Der offene Brief im Wortlaut:
 
Sehr geehrter Landeshauptmann Arno Kompatscher, Sehr geehrter Generaldirektor Alexander Steiner,
wir, die Mitarbeiterinnen und Mitarbeiter der Stadtgemeinde Bruneck, wenden uns mit diesem offenen Brief an Sie, um auf unsere prekäre Situation aufmerksam zu machen. Es geht um unsere seit Jahren stagnierenden Gehälter, um die Wertschätzung, die wir verdient hätten, die uns aber nicht entgegengebracht wird, und es geht um die Zukunft des öffentlichen Dienstes.
Die langwierigen und schwerfälligen Verhandlungen zum BÜKV der öffentlich Bediensteten treffen uns und unseren Betrieb mitten ins Herz. Schon seit mehreren Jahren haben wir beobachten und am eigenen Leib erfahren müssen, dass die Attraktivität einer Arbeitsstelle im öffentlichen Sektor schwindet. War es anfänglich „nur“ der schlechte Ruf des öffentlichen Dienstes, der viele potentielle Bewerber*innen abgeschreckt hat, so ist es jetzt noch zusätzlich der Umstand, dass die Entlohnung unserer Arbeit bei Weitem nicht deren Anforderungen entspricht.
Viele Berufsbilder haben sich im Laufe der Jahre gewandelt, scheinbar einzementierte Funktionsebenen können mit in der Ausschreibung geforderten mindestqualifiziertem Personal nicht besetzt werden, da die tatsächlichen Anforderungen mittlerweile so hoch sind, dass auf höher qualifiziertes Personal ausgewichen werden muss. Dieses wird nach der Funktionsebene, nicht nach den erhöhten Erfordernissen bezahlt und ist oft schneller wieder weg, als es gekommen ist – sofern es überhaupt jemanden gegeben hat, der die Stelle angetreten hat.
Wir sind mittlerweile schon so weit, dass sich auf Wettbewerbsausschreibungen hin keine Leute mehr melden. Viele Wettbewerbe müssen öfters ausgeschrieben werden, Stellen bleiben über Monate, ja Jahre unbesetzt oder können gar nicht mehr besetzt werden. Aufgrund der prekären Einstufungs- und Lohnsituation ist es nicht nur problematisch, neues Personal zu finden, sondern wir sind seit neuestem damit konfrontiert, dass langjährige Bedienstete ihre Stellen kündigen. Was früher Ausnahmen waren, ist jetzt die Regel.
Die Situation belastet und erhöht den Druck auf das bestehende Personal, das die Aufgaben der vakanten Stellen übernehmen muss.

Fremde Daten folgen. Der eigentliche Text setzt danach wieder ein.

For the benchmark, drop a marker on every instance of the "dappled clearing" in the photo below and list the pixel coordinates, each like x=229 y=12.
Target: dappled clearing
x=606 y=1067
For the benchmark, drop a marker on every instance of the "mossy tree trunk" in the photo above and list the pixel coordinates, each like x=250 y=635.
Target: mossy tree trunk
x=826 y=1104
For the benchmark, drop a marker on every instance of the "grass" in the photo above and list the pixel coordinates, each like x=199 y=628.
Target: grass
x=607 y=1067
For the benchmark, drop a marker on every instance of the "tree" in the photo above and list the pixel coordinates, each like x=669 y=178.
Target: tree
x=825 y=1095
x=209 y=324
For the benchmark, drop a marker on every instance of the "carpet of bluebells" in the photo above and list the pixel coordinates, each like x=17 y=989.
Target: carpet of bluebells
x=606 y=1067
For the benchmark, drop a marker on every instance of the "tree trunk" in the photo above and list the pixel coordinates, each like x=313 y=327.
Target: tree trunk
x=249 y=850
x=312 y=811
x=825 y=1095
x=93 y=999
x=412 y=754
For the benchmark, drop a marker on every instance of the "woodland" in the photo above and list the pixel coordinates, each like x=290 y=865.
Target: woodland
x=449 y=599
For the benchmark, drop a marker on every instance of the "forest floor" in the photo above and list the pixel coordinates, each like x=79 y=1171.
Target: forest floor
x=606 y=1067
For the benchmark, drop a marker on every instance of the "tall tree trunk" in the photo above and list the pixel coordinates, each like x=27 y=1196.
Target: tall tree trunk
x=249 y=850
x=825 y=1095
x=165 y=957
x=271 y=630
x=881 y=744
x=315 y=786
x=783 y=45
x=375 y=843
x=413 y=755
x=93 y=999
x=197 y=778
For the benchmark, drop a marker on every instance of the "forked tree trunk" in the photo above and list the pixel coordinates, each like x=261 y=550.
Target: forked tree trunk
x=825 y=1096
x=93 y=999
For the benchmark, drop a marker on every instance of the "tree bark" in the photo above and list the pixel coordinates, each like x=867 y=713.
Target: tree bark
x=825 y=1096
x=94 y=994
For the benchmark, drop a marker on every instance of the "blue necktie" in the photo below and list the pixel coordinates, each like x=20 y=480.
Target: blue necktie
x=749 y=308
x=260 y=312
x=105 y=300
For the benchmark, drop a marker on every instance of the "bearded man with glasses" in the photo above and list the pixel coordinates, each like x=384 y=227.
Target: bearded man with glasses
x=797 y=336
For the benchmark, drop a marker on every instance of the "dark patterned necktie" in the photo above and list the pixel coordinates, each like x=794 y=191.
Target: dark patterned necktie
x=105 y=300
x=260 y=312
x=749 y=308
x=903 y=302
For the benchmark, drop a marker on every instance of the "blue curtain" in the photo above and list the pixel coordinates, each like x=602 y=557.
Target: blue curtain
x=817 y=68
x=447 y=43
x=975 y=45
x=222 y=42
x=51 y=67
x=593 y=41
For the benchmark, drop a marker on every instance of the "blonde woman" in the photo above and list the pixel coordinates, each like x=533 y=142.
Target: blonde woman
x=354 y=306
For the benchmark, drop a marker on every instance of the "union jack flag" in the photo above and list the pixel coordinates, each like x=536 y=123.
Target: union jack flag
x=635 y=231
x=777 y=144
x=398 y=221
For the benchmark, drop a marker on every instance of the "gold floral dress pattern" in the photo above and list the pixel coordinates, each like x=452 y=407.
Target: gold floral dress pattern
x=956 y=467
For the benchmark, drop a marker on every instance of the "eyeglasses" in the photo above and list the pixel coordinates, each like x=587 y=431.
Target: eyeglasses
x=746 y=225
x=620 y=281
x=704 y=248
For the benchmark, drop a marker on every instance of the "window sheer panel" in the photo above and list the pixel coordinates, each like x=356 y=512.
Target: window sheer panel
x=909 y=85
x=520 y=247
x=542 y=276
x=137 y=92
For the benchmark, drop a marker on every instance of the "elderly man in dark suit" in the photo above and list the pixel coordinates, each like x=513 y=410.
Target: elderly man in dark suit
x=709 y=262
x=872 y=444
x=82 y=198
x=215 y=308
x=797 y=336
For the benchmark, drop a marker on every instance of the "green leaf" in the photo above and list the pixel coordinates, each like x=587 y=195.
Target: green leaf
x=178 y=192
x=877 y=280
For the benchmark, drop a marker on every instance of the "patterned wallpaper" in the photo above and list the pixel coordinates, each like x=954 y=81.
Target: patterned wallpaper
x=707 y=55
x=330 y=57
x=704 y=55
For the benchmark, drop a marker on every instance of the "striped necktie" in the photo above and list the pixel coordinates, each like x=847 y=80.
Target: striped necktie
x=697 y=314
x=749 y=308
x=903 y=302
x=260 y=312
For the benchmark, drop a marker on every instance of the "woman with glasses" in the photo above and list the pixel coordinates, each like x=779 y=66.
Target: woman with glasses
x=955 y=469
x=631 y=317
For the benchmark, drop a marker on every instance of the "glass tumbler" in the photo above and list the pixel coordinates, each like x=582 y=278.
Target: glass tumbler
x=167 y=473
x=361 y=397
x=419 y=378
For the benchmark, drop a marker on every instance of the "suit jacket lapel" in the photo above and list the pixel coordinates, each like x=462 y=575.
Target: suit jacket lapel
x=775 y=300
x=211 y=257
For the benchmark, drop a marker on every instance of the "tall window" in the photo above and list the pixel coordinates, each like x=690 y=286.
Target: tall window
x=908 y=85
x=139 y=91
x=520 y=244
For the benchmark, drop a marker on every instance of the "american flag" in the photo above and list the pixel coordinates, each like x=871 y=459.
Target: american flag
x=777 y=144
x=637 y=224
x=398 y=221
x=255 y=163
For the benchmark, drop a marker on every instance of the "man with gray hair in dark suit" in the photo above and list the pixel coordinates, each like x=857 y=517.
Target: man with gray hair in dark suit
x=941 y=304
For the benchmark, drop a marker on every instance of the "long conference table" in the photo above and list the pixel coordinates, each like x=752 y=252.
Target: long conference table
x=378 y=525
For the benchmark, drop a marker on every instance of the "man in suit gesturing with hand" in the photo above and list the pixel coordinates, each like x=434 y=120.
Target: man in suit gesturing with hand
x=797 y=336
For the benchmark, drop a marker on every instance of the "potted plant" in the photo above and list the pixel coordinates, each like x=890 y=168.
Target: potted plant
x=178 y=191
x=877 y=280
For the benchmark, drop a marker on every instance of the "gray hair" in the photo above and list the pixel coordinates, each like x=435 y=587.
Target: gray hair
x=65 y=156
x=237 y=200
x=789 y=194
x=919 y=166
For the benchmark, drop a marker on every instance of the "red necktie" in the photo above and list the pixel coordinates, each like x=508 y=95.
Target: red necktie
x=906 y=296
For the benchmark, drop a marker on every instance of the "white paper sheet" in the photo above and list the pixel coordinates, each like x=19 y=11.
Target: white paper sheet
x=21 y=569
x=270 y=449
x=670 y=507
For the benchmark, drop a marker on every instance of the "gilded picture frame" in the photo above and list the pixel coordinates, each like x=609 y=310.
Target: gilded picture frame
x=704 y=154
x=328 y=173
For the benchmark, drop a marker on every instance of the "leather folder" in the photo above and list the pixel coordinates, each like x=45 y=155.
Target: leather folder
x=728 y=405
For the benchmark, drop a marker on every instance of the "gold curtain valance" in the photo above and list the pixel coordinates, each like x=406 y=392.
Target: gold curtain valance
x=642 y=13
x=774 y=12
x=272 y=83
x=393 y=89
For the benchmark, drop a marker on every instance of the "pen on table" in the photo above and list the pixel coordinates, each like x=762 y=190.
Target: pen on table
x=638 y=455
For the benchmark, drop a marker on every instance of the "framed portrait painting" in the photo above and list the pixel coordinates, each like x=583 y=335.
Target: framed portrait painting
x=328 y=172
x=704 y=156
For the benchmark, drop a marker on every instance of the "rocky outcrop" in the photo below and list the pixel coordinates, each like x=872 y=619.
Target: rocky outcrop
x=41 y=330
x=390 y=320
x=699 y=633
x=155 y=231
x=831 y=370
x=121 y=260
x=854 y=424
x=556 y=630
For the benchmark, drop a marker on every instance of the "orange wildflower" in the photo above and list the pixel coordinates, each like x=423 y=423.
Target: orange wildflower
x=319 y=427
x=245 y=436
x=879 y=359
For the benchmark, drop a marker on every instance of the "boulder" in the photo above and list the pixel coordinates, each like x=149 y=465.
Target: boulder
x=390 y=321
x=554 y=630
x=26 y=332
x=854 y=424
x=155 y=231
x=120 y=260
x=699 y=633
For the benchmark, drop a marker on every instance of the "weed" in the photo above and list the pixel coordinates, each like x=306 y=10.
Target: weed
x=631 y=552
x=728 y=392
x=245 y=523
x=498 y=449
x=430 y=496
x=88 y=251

Zusätzliche Arbeit bei gleichbleibend niedrigem Lohn – die Attraktivität solcher Arbeitsplätze ist bescheiden bzw. gar nicht vorhanden. Vor allem auch deshalb, weil es in allen Bereichen besser bezahlte Stellen, oft noch mit besseren Arbeitszeiten gibt. Die steigenden Lebenshaltungskosten und die Inflation tragen ihr Übriges dazu bei, dass das Leben bis zum Monatsende zunehmend schwieriger wird. Ersparnisse anzulegen – ein frommer Wunsch ohne Aussicht auf Erfüllung.
Die Zusatzbelastungen und Mehrarbeit, die wir aufgrund der fehlenden oder auch „abwandernden“ Mitarbeiter*innen bewältigen müssen, führen außerdem dazu, dass die Motivation der Angestellten sinkt. Arbeiten müssen auf die lange Bank geschoben werden oder werden nicht mehr erledigt, was sich wieder negativ auf unseren Ruf auswirkt - ein Teufelskreis. Unsere Arbeit wird nicht ausreichend geschätzt, und wir erhalten nicht die finanzielle Anerkennung, die wir verdienen. Wir sprechen hier nicht von einer Gehaltserhöhung, wir sprechen nur vom Inflationsausgleich.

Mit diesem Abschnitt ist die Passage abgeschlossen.